241 2012-07-21 14:43:17 <justmoon> TD: yep, that's my point exactly ;)
242 2012-07-21 14:43:45 <TD> justmoon: i thought about it, but it seemed like a lot of work for something that'll appear exactly one, to a small number of people
243 2012-07-21 14:44:24 <justmoon> TD: yeah, I had the same thought regarding the performance - seems like it's easier to just bite the bullet and focus on things with more long term benefits
244 2012-07-21 14:44:34 <TD> yeah
245 2012-07-21 14:44:52 <TD> after we get this merged, the next big win is multi-threaded tx verification
246 2012-07-21 14:44:53 <justmoon> maybe an easy fix would be to make the splash screen non-dismissable
247 2012-07-21 14:44:54 <TD> i think
248 2012-07-21 14:44:59 <TD> right
249 2012-07-21 14:45:02 <TD> that'd be how i'd do it :)

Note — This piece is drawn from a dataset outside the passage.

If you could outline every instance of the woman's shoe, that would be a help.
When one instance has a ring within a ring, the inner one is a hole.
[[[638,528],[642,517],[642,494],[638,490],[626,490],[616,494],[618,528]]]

250 2012-07-21 14:55:26 <TD> justmoon: did you switch leveldb to use the boost env on non-win32 platforms as well?
251 2012-07-21 14:56:48 <TD> hmm, nope
252 2012-07-21 14:56:49 <TD> weird
253 2012-07-21 14:56:54 <TD> i wonder why it's got so much slower for me
254 2012-07-21 14:57:06 <xorgate> hm bitcoind.exe always crashes on exit
255 2012-07-21 14:57:18 <TD> justmoon: could you send me some of your ACCEPTED ? blocks in ? msec lines?
256 2012-07-21 14:57:27 <TD> i'm seeing really high variance in how quickly it's processing transactions
257 2012-07-21 14:57:55 <justmoon> you want larger blocks or small ones?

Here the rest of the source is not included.